The U.S. withdrawal from the accord on Tuesday was a “violation of morals,” Rouhani said in remarks carried by state television.
“If the remaining five countries continue to abide by the agreement, Iran will remain in the deal despite the will of America,” he said.
President Donald Trump’s pullout has upset European allies, cast uncertainty over global oil supplies and raised the risk of conflict in the Middle East.
It has also highlighted divisions among Iran’s political elite.
Rouhani made similarly conciliatory comments on Tuesday, and on Saturday, foreign minister, Mohammad Javad Zarif began a tour of other signatory nations in an attempt to save the deal.
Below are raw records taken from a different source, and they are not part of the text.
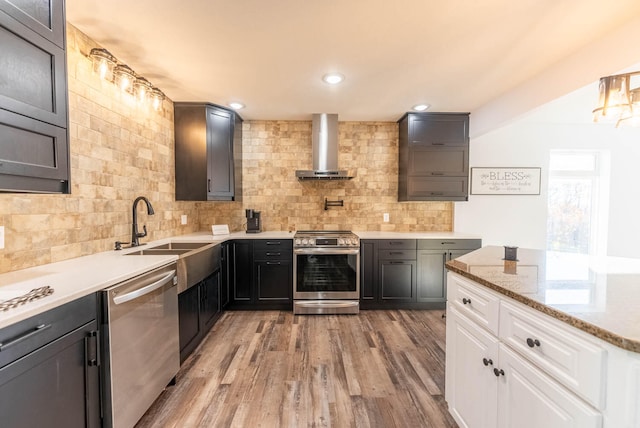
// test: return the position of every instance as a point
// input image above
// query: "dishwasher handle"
(132, 295)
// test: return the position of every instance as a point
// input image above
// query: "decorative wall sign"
(505, 181)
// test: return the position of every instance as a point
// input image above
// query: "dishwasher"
(142, 353)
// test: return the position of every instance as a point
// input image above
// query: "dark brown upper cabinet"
(208, 141)
(34, 154)
(433, 157)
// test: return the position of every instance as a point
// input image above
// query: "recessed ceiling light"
(333, 78)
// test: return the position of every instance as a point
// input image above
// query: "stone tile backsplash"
(120, 151)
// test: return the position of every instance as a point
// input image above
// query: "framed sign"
(505, 181)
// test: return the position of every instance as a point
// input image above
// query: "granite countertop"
(75, 278)
(598, 295)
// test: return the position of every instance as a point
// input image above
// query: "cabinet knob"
(532, 342)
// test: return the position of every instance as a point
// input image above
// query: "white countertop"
(75, 278)
(415, 235)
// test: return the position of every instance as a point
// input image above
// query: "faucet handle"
(143, 234)
(119, 245)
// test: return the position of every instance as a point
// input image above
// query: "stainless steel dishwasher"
(141, 342)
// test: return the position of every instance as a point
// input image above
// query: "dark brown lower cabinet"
(49, 369)
(199, 307)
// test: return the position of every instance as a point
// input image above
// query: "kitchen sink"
(181, 245)
(156, 251)
(196, 260)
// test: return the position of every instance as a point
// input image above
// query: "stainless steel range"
(326, 272)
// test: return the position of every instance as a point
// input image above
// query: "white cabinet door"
(527, 398)
(470, 384)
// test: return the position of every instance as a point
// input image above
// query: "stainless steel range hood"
(325, 150)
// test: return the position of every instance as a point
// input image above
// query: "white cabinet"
(470, 384)
(527, 398)
(490, 383)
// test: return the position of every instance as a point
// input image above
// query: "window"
(578, 201)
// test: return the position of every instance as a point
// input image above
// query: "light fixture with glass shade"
(156, 98)
(619, 101)
(142, 89)
(103, 63)
(124, 78)
(333, 78)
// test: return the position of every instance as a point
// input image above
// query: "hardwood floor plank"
(377, 369)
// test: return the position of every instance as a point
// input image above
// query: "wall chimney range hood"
(325, 150)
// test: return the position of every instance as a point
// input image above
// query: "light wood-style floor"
(273, 369)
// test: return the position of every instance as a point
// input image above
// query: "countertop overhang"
(599, 295)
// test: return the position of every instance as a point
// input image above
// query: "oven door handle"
(326, 251)
(132, 295)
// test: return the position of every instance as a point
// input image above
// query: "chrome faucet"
(134, 224)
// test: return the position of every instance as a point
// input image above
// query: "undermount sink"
(155, 251)
(196, 260)
(181, 245)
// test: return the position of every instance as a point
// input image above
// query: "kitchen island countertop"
(599, 295)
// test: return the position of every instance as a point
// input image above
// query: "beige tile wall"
(273, 150)
(120, 151)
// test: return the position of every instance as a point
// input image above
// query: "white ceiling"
(456, 55)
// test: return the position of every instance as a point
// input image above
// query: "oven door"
(326, 273)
Zarif said in Beijing on Sunday: “We hope that with this visit to China and other countries we will be able to construct a clear future design for the comprehensive agreement.”
China’s Foreign Minister Wang Yi said Zarif’s tour would improve understanding of Iran’s position and help Tehran protect its legitimate interests.
“China is willing to maintain communication and coordination with all relevant parties, including Iran, and take an objective, fair and responsible attitude to continue to safeguard the …agreement,” Wang said.
Rouhani has said Iran will stay committed to the deal, which China, Russia, Britain, France and Germany also signed, provided those powers ensured Iran was protected from sanctions.